Purification of rat hepatic stellate cells by side scatter-activated cell sorting

In this study, we present a new method to obtain pure, viable, freshly isolated hepatic stellate cells. Stellate cells were purified by cell sorting using their high side scatter (SSC) of incident light. Purity of the cells was established by light and transmission electron microscopy (TEM). Starting from stellate cells that were 50% to 70% enriched by centrifugation in 11% Nycodenz, the cell purity after sorting was found to be 96.6% +/- 2.9%. Viability of the sorted cells was 90.8% +/- 2.2% as measured by the Trypan blue exclusion test and was confirmed by cell culturing. Per hour of sorting, 1.4 +/- 0.4 million stellate cells were obtained. Sorting runs of up to 4 hours were practically feasible, resulting in yields of 5 to 6 million cells per rat liver. Cells attached to plastic substratum within 24 hours. Subsequently, they spread and underwent spontaneous transition into myofibroblast-like cells. The purity of sorted cells was documented by reverse-transcriptase polymerase chain reaction (RT-PCR) experiments using specific primer pairs for messenger RNA (mRNA) species that were only present in parenchymal (preproalbumin), endothelial (endothelial cell nitric oxide synthase [eNOS]), stellate (desmin), or Kupffer cells (77- to 88-kd fucose receptor). Contaminating mRNA species were absent in sorted stellate cells. Next, we examined freshly sorted stellate cells by Western blotting to confirm the presence of relevant cytoskeletal proteins.
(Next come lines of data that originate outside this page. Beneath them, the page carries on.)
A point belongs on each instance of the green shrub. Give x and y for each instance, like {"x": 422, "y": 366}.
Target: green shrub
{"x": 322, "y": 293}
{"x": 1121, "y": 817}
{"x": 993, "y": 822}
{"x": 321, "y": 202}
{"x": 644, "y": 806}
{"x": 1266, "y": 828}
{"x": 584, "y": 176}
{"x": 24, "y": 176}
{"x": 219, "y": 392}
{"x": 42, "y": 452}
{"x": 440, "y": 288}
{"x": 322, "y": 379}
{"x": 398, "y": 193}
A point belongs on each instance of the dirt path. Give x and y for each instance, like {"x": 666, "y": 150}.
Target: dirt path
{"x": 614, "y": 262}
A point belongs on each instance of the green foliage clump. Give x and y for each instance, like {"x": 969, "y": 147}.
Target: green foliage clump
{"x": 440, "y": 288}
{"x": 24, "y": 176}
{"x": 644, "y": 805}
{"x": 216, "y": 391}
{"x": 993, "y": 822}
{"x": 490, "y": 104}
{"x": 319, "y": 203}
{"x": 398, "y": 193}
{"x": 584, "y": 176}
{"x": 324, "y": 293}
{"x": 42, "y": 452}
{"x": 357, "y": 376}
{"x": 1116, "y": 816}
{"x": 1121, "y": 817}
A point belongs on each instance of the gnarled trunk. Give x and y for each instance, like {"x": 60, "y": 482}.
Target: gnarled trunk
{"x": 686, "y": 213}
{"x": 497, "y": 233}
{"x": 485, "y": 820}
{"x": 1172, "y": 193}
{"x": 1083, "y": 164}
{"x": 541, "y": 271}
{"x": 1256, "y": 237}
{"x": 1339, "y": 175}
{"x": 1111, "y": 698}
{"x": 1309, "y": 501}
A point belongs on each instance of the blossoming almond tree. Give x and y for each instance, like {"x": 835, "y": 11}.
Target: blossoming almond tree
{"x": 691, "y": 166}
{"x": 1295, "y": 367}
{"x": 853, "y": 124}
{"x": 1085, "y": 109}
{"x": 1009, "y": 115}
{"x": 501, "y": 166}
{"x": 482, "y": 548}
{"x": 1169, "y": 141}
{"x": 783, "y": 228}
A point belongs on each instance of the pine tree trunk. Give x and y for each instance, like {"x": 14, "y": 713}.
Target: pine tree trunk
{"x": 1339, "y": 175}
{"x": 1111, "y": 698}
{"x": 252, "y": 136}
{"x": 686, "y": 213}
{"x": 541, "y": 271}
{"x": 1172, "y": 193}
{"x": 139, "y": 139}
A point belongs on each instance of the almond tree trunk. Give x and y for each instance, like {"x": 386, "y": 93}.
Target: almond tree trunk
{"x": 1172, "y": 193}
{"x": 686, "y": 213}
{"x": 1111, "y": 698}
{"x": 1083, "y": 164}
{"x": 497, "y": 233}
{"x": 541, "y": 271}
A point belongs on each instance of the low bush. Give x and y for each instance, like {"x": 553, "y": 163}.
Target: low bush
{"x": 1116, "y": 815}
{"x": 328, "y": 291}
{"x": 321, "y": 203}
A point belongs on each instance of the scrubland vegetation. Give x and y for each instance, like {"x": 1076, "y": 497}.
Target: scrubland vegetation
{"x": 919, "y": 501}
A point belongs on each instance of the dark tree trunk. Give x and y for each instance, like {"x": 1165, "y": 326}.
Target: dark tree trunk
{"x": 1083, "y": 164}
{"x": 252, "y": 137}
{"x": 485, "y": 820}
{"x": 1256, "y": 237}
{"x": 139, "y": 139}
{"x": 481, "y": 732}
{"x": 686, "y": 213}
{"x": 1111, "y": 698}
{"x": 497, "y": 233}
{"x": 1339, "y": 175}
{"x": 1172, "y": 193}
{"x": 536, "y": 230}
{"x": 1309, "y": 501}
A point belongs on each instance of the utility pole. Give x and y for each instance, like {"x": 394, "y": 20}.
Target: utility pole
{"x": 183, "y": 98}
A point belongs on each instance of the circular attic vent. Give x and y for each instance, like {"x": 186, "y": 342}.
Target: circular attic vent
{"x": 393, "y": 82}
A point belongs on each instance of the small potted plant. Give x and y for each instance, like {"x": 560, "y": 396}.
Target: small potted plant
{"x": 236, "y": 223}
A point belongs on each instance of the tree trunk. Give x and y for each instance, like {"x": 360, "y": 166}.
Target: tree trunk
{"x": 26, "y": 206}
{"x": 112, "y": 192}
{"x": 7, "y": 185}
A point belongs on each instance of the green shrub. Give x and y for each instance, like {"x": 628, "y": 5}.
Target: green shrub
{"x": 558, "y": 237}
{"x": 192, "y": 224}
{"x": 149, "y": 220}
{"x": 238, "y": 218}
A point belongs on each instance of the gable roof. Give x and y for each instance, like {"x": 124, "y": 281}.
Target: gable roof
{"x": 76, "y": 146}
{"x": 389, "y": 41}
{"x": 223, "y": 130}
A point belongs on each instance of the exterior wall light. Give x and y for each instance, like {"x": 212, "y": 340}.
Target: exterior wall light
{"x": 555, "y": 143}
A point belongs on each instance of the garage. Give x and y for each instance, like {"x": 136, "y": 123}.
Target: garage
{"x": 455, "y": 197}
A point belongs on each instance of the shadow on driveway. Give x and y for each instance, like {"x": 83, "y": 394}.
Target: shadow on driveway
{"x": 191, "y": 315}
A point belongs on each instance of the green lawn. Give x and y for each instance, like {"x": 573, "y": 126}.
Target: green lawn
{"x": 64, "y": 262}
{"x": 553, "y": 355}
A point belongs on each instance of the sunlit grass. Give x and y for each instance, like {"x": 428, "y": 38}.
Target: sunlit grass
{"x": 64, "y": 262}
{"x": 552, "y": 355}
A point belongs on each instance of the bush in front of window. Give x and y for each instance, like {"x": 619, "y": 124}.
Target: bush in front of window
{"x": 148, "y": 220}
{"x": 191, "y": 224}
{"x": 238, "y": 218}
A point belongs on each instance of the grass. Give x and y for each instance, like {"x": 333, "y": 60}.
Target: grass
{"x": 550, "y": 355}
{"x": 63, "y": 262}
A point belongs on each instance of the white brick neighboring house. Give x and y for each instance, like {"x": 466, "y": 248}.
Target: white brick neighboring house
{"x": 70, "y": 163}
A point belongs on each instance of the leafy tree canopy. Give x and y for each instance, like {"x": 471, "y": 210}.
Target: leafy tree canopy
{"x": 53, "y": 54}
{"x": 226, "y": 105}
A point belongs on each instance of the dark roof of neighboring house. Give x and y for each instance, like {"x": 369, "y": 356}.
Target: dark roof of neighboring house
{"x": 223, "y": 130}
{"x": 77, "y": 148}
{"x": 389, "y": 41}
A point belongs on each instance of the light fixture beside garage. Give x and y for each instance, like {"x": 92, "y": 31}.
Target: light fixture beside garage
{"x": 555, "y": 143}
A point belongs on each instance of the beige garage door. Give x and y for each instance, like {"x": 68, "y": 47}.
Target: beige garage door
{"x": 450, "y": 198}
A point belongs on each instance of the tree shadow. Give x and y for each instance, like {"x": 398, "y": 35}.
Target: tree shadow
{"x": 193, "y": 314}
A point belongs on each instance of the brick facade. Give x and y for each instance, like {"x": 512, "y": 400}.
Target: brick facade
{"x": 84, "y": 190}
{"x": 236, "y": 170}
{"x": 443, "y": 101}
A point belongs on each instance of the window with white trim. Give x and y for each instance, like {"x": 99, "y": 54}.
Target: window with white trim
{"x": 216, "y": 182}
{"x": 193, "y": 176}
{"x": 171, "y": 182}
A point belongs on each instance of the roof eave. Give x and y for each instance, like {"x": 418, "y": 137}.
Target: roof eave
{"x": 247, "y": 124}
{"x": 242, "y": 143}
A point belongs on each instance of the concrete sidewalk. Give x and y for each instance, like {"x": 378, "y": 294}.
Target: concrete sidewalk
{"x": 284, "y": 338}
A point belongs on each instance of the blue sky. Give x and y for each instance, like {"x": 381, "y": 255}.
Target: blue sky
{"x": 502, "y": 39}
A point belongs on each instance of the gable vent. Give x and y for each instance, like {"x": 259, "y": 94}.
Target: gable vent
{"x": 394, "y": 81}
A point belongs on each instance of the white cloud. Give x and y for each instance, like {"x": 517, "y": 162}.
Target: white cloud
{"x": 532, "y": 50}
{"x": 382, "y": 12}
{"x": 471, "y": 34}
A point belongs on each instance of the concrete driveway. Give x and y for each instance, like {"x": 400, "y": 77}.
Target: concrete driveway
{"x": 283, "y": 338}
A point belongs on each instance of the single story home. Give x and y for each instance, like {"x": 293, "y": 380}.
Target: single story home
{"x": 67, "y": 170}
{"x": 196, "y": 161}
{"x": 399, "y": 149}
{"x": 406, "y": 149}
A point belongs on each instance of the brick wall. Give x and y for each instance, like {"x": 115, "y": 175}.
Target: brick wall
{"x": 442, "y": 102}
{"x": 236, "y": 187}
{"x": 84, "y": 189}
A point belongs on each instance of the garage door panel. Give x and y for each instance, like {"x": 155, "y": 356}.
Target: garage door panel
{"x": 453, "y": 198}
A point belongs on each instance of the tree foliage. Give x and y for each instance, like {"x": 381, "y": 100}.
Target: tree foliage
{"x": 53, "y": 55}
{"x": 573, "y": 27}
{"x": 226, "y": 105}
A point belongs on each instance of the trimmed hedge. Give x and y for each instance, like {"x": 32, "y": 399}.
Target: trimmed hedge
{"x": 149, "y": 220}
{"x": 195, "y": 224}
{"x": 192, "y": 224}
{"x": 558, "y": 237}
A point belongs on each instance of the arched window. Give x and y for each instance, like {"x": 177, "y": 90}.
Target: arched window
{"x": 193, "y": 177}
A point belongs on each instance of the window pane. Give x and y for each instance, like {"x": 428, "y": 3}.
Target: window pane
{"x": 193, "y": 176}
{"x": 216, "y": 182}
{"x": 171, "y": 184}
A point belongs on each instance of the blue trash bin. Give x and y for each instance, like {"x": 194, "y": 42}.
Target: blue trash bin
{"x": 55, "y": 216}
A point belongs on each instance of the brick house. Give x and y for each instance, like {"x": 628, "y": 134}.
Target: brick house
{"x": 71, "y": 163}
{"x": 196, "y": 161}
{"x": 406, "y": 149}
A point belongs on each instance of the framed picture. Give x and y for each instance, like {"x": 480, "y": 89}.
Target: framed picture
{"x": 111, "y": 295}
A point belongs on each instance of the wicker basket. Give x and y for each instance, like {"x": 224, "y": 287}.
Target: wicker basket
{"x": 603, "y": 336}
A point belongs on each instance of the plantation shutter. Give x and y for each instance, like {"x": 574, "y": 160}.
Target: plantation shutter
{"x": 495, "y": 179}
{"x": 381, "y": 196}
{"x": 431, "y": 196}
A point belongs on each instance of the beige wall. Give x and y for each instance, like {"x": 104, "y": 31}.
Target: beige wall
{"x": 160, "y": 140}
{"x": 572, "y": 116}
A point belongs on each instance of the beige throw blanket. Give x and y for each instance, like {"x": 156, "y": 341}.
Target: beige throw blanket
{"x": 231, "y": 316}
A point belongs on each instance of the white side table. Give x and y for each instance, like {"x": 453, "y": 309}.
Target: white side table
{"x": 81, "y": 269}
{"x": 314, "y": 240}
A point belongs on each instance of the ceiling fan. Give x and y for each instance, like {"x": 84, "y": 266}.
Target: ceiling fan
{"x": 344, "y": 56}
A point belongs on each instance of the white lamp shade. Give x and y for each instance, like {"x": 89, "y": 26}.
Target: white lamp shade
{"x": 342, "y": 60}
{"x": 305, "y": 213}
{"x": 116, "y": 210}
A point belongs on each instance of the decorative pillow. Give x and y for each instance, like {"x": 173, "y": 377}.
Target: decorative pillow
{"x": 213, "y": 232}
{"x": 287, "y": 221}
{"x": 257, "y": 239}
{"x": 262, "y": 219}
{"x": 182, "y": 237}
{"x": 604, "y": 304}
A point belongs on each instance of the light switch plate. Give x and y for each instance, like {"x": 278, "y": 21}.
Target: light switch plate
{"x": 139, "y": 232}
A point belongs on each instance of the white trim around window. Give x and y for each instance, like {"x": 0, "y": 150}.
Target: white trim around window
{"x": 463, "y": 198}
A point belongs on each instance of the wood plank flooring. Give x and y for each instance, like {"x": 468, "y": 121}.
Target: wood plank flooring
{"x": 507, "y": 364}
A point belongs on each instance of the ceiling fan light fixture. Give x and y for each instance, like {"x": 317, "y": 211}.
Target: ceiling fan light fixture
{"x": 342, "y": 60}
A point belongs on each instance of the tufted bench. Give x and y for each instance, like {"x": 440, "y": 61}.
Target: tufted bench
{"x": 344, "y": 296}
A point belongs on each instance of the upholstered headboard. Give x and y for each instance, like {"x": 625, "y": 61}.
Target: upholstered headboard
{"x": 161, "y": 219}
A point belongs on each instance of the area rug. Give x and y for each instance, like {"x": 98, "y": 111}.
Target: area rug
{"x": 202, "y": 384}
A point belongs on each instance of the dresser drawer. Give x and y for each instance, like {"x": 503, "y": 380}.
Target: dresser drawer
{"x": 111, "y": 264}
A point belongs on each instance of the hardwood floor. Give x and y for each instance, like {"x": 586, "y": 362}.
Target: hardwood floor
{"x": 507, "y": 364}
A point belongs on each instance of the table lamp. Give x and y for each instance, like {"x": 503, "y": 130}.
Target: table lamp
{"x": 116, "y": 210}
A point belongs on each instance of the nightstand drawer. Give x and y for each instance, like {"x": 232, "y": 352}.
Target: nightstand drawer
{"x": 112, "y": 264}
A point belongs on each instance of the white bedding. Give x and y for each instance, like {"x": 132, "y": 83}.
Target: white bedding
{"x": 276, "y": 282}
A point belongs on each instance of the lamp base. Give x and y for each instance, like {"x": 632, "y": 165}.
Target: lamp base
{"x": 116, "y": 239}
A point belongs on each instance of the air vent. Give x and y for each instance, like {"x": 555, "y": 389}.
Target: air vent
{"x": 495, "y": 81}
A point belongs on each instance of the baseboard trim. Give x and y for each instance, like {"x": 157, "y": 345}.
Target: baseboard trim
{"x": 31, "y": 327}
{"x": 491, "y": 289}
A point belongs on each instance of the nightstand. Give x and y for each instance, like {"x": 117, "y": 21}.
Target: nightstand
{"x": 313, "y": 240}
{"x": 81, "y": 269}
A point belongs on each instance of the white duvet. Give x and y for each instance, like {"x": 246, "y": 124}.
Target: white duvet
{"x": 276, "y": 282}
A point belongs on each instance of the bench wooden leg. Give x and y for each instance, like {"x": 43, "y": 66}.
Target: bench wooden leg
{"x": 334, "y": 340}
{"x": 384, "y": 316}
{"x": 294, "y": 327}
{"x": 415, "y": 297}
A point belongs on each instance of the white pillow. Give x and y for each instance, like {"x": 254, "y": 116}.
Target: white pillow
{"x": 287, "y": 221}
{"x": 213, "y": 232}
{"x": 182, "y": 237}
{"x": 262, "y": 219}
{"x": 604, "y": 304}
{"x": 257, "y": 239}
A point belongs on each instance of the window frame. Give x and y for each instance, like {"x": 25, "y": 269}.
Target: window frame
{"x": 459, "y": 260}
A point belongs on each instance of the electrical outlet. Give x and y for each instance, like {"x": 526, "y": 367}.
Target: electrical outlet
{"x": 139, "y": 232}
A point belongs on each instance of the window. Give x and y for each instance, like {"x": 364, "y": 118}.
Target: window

Cells were positive for vimentin, desmin, and glial fibrillary acidic protein (GFAP), but negative for alpha-smooth muscle actin (alpha-SMA). Sorted and cultured cells were immunophenotyped for the presence of collagen types I, III, and IV, laminin, and the cytoskeletal proteins, alpha-SMA, desmin, vimentin, and GFAP. At 90 hours in culture, cells expressed all the investigated extracellular matrix proteins. Desmin was present in 82% +/- 1%, vimentin in 96% +/- 2.5%, and GFAP in 91% +/- 4.5% of cells. Alpha-SMA was present in 91% +/- 2% of cultured cells. We conclude that cell sorting based on SSC of incident light is a convenient method to obtain virtually pure stellate cells that can be used for direct analysis or for culturing. Although the yields obtained with this method are lower than with standard methods, and additional equipment is required, SSC-activated sorting offers the possibility of very pure cells when essential for analyses based on sensitive detection methods such as RT-PCR.